It should be noted that in case of future environmental changes and disturbances, like widely expected ubiquitous climate changes, areas with diverse abiotic environments could provide more shelter and refugia for species challenged by unfavorable conditions. For instance, in mountainous areas species facing a warmer and drier climate than that to which they have evolved could just shift their habitats several hundred meters upwards, while on plains they would have to migrate hundreds and thousands kilometers for a relatively short time span, which can be highly problematic.

Areas with a high level of terrain dissection are often at the same time harder for infrastructure development, construction activities, and less suitable for intensive agriculture. This makes the withdrawal of these areas from most economic activities for conservation purposes to be less burdensome for society.

The combining of these two criteria allowed for an assessment of the appropriateness of sites for assigning a conservation status, based on the values of NDVI and terrain variability integrated among several scales (see Fig. 5). This integral assessment can in turn be compared with the existing network of protected areas, to identify potential gaps in the latter. It can be inferred that, while most protected areas are situated in the northeastern part of the Ukrainian Carpathians, the ecosystems of its southwestern part (the Transcarpathian region) are greatly underrepresented in the existing network.

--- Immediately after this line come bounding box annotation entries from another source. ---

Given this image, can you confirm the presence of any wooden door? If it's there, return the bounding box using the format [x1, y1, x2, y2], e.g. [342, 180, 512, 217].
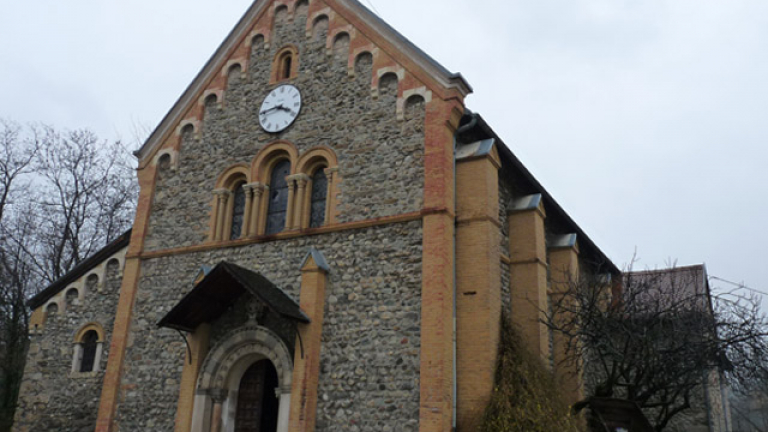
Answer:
[235, 360, 278, 432]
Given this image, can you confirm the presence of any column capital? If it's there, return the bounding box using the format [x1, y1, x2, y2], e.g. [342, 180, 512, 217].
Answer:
[243, 182, 266, 191]
[208, 389, 229, 403]
[285, 173, 309, 181]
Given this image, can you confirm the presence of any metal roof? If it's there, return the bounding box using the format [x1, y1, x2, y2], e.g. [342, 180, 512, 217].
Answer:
[456, 110, 621, 275]
[27, 230, 131, 309]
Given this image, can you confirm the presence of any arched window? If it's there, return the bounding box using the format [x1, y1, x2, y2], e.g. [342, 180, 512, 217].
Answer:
[45, 303, 59, 316]
[235, 360, 279, 432]
[210, 164, 250, 242]
[229, 182, 245, 240]
[309, 167, 328, 228]
[80, 330, 99, 372]
[280, 53, 293, 79]
[272, 46, 299, 83]
[66, 288, 80, 307]
[266, 160, 291, 235]
[72, 323, 104, 374]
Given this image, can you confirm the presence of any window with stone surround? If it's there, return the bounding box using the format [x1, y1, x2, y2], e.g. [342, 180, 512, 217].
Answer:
[266, 159, 291, 235]
[45, 303, 59, 317]
[210, 165, 250, 241]
[72, 323, 104, 377]
[271, 45, 299, 84]
[294, 146, 338, 229]
[66, 288, 80, 307]
[309, 169, 328, 228]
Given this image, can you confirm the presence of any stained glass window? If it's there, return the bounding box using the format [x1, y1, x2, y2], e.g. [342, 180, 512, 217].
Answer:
[80, 330, 99, 372]
[267, 160, 291, 234]
[309, 169, 328, 228]
[229, 183, 245, 240]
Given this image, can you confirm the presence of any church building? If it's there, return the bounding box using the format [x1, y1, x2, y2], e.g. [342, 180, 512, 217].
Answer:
[13, 0, 620, 432]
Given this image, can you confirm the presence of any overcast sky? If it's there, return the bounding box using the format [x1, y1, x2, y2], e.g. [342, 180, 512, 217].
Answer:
[0, 0, 768, 300]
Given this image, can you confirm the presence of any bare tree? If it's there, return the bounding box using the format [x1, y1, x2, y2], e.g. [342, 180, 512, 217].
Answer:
[24, 126, 138, 283]
[0, 121, 138, 432]
[546, 262, 768, 431]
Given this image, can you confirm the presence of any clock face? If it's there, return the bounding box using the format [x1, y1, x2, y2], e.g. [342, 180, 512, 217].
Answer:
[259, 84, 301, 133]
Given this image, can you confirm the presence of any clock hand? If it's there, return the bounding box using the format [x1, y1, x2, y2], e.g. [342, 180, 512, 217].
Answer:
[259, 105, 283, 114]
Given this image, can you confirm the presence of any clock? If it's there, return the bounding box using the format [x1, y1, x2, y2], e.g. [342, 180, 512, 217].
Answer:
[259, 84, 301, 133]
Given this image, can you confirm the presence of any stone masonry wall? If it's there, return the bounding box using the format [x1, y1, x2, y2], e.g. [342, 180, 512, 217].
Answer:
[117, 221, 422, 432]
[499, 172, 513, 317]
[13, 258, 121, 432]
[146, 5, 425, 250]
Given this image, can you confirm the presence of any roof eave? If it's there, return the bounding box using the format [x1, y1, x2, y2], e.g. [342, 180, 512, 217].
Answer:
[460, 113, 621, 275]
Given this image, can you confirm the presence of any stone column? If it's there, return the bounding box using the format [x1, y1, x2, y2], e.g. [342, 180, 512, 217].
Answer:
[210, 390, 228, 432]
[221, 190, 235, 241]
[509, 194, 550, 362]
[93, 342, 104, 372]
[213, 189, 230, 241]
[549, 238, 584, 404]
[324, 167, 339, 225]
[286, 174, 310, 230]
[250, 182, 269, 235]
[278, 249, 329, 432]
[208, 191, 221, 242]
[285, 174, 302, 231]
[72, 342, 83, 373]
[240, 184, 253, 237]
[276, 388, 291, 432]
[174, 324, 211, 432]
[456, 147, 501, 431]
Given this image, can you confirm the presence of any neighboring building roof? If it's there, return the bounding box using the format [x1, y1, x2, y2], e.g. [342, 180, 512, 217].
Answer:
[623, 264, 712, 311]
[134, 0, 472, 161]
[157, 262, 309, 332]
[456, 110, 621, 275]
[27, 230, 131, 309]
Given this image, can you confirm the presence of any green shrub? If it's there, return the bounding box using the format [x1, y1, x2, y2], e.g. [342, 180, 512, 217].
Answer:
[480, 316, 581, 432]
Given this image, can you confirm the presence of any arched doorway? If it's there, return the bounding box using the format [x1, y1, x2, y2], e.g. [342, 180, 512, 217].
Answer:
[192, 324, 293, 432]
[235, 360, 279, 432]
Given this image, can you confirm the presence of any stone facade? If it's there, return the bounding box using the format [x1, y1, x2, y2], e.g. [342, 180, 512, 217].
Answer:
[117, 222, 421, 431]
[15, 0, 632, 432]
[14, 250, 125, 432]
[146, 2, 425, 251]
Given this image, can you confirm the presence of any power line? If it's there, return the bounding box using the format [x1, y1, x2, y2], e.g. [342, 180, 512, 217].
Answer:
[365, 0, 381, 16]
[709, 275, 768, 296]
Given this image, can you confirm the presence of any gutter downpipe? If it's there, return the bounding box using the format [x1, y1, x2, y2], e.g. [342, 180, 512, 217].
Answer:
[451, 109, 477, 432]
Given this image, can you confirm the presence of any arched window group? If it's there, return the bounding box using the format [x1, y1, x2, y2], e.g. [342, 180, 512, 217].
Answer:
[210, 142, 337, 242]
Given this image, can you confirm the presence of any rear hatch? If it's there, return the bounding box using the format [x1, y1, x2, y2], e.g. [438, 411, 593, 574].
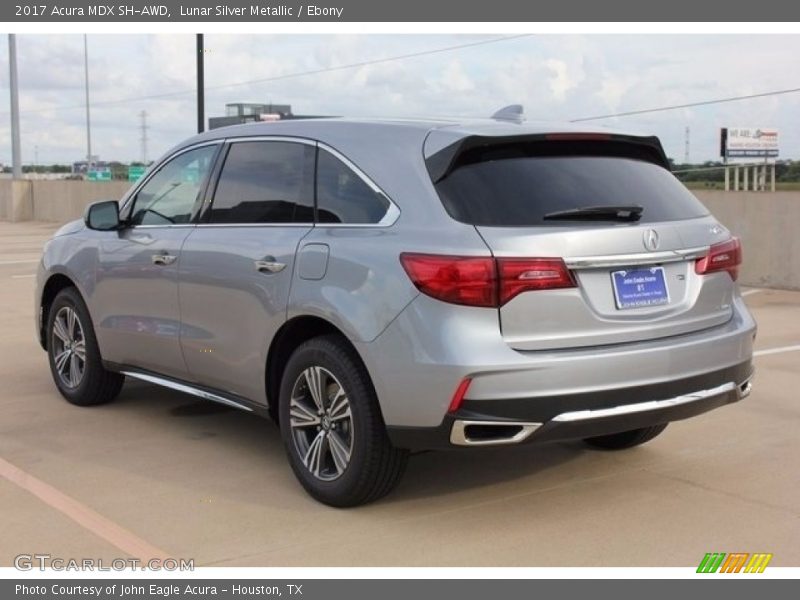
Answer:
[428, 134, 740, 350]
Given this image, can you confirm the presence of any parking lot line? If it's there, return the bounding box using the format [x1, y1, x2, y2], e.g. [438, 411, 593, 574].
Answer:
[0, 458, 169, 561]
[753, 344, 800, 356]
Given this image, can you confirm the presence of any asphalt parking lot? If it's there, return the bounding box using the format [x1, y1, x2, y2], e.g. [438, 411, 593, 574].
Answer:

The proposed methodology, however, should be regarded as tentative, as it can be improved by elaborating the criteria of habitat diversity and richness, as well as the rules of their aggregation, to better meet the aims of nature conservation. More reliable estimates of the relations between habitat properties and species richness can be obtained by utilizing detailed field inventories of species, which is very labor- and time-consuming, yet an important task.

6 Conclusions

The assessment and mapping of the appropriateness for assigning protected status can be improved by making use of some easily mapped indicators of ecosystem properties defining their suitability for conservation. The terrain variability index calculated in a GIS from freely available DEMs were shown to correlate significantly with the diversity of rare and endangered vascular plant species. This correlation, however, differs spatially and with the scale of analysis. NDVI, calculated from multispectral spatial imagery, showed a lower correlation with rare plant species occurrences, yet it can also be indicative for conservation suitability assessment due to its connections with potential animal habitats, carbon-fixing capacity, and socioeconomic considerations involving the costs of conservation.

It should be noted that the beech forest belt shows significantly higher correlation values between rare plant species occurrences, topographical variability and NDVI indices, while in the spruce belt where most forests are secondary and are often in discord with the abiotic environment conditions, this correlation is nearly absent.

The output of this proposed methodology for the assessment and mapping of the appropriateness for assigning protected status can be used by conservation planners to help improve the existing protected areas network, inform the selection of new conservation areas for minimal cost, and facilitate the exploration of trade-offs between conservation and socioeconomic objectives.